Sorry, forgot the attachment :)

Thanks,
Fengguang

On Tue, Aug 03, 2010 at 11:04:46PM +0800, Wu Fengguang wrote:
> On Tue, Aug 03, 2010 at 08:52:49PM +0800, Jan Kara wrote:
> > On Tue 03-08-10 15:34:49, Wu Fengguang wrote:
> > > On Thu, Jul 29, 2010 at 04:45:23PM +0800, Christoph Hellwig wrote:
> > > > Btw, I'm very happy with all this writeback related progress we've made
> > > > for the 2.6.36 cycle.  The only major thing that's really missing, and
> > > > which should help dramatically with the I/O patters is stopping direct
> > > > writeback from balance_dirty_pages().  I've seen patches frrom Wu and
> > > > and Jan for this and lots of discussion.  If we get either variant in
> > > > this should be once of the best VM release from the filesystem point of
> > > > view.
> > > 
> > > Sorry for the delay. But I'm not feeling good about the current
> > > patches, both mine and Jan's.
> > > 
> > > Accounting overheads/accuracy are the obvious problem. Both patches do
> > > not perform well on large NUMA machines and fast storage. They are found
> > > hard to improve in previous discussions.
> >   Yes, my patch for balance_dirty_pages() has a problem with percpu counter
> > (im)precision and resorting to pure atomic type could result in bouncing
> > of the cache line among CPUs completing the IO (at least that is the reason
> > why all other BDI stats are per-cpu I believe).
> >   We could solve the problem by doing the accounting on page IO submission
> > time (there using the atomic type should be fine as we mostly submit IO
> > from the flusher thread anyway). It's just that doing the accounting on
> > completion time has the nice property that we really hold the throttled
> > thread upto the moment when vm can really reuse the pages.
> 
> Could try this and check how it works with NFS. The attached patch
> will also be necessary for the test. It implements a writeback wait
> queue for NFS, without it all dirty pages may be put to writeback.
> 
> I suspect the resulting fluctuations will be the same. Because
> balance_dirty_pages() will wait on some background writeback (as you
> proposed), which will block on the NFS writeback queue, which in turn
> wait for the completion of COMMIT RPCs (the current patches directly
> wait here). On the completion of one COMMIT, lots of pages may be
> freed in a burst, which makes the whole stack progress very bumpy.
> 
> > > We might do dirty throttling based on throughput, ignoring the
> > > writeback completions totally. The basic idea is, for current process,
> > > we already have a per-bdi-and-task threshold B as the local throttle
> >   Do we? The limit is currently just per-bdi, isn't it? Or do you mean
> 
> bdi_dirty_limit() calls task_dirty_limit(), so it's also related to
> the current task. For convenience we called it per-bdi writeback :)
> 
> > the ratelimiting - i.e. how often do we call balance_dirty_pages()?
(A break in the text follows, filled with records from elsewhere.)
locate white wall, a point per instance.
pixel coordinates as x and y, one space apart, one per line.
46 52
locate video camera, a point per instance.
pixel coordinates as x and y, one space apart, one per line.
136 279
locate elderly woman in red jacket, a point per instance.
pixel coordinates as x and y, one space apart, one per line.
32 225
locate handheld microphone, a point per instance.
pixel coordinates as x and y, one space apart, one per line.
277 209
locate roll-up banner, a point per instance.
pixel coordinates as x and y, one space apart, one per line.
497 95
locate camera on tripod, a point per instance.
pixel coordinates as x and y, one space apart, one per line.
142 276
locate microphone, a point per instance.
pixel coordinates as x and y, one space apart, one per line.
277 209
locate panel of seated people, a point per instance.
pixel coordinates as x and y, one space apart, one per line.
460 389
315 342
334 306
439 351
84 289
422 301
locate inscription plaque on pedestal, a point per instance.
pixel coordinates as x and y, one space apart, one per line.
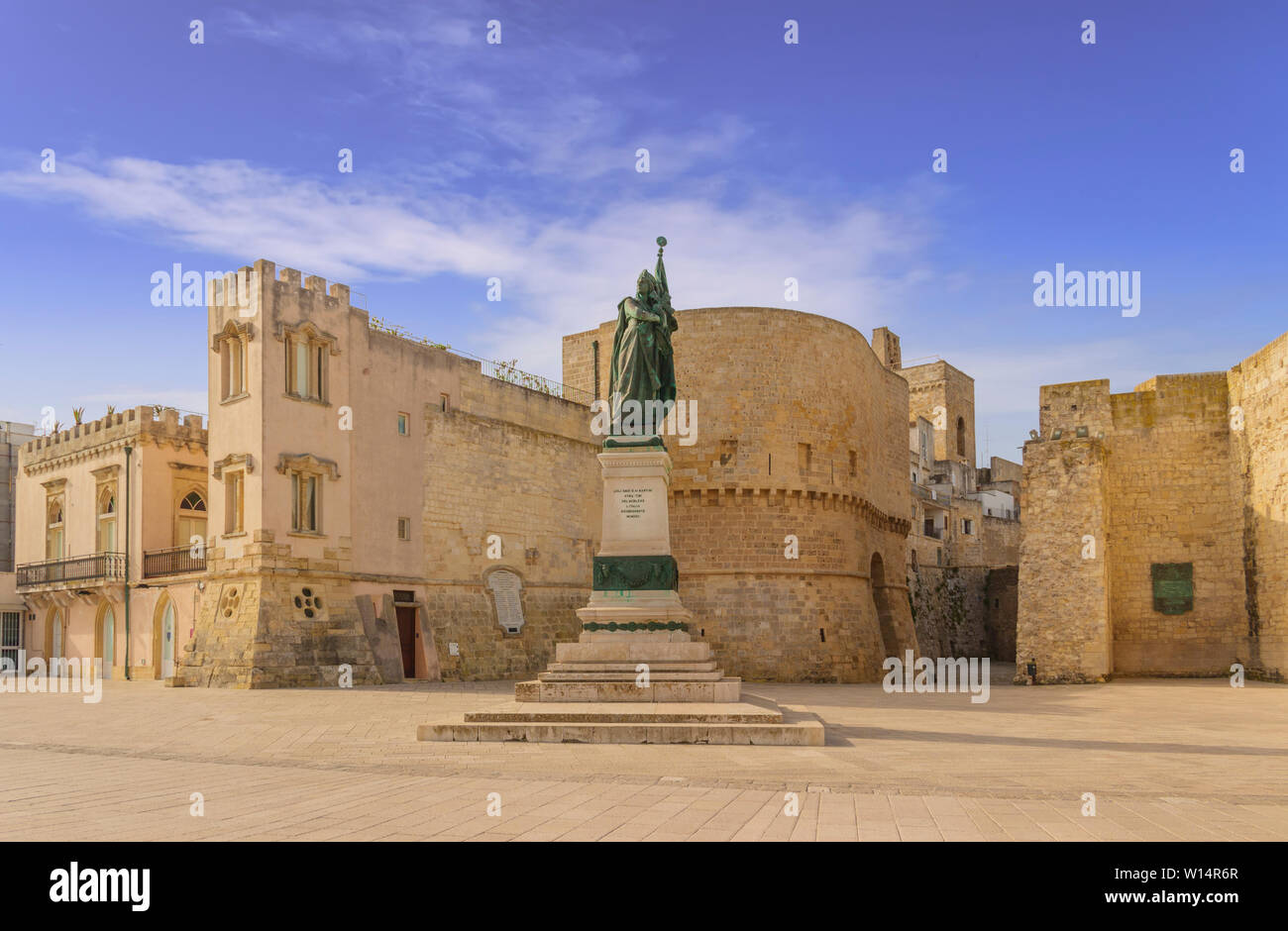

> > That is per-cpu if I'm right.
> > > target. When dirty pages go beyond B*80% for example, we start
> > > throttling the task's writeback throughput. The more closer to B, the
> > > lower throughput. When reaches B or global threshold, we completely
> > > stop it. The hope is, the throughput will be sustained at some balance
> > > point. This will need careful calculation to perform stable/robust.
> >   But what do you exactly mean by throttling the task in your scenario?
> > What would it wait on?
> 
> It will simply wait for eg. 10ms for every N pages written. The more
> closer to B, the less N will be.
> 
> Thanks,
> Fengguang
> 
> > > In this way, the throttle can be made very smooth.  My old experiments
> > > show that the current writeback completion based throttling fluctuates
> > > a lot for the stall time. In particular it makes bumpy writeback for
> > > NFS, so that some times the network pipe is not active at all and
> > > performance is impacted noticeably.
> > > 
> > > By the way, we'll harvest a writeback IO controller :)
> > 
> > 								Honza
> > -- 
> > Jan Kara <jack@suse.cz>
> > SUSE Labs, CR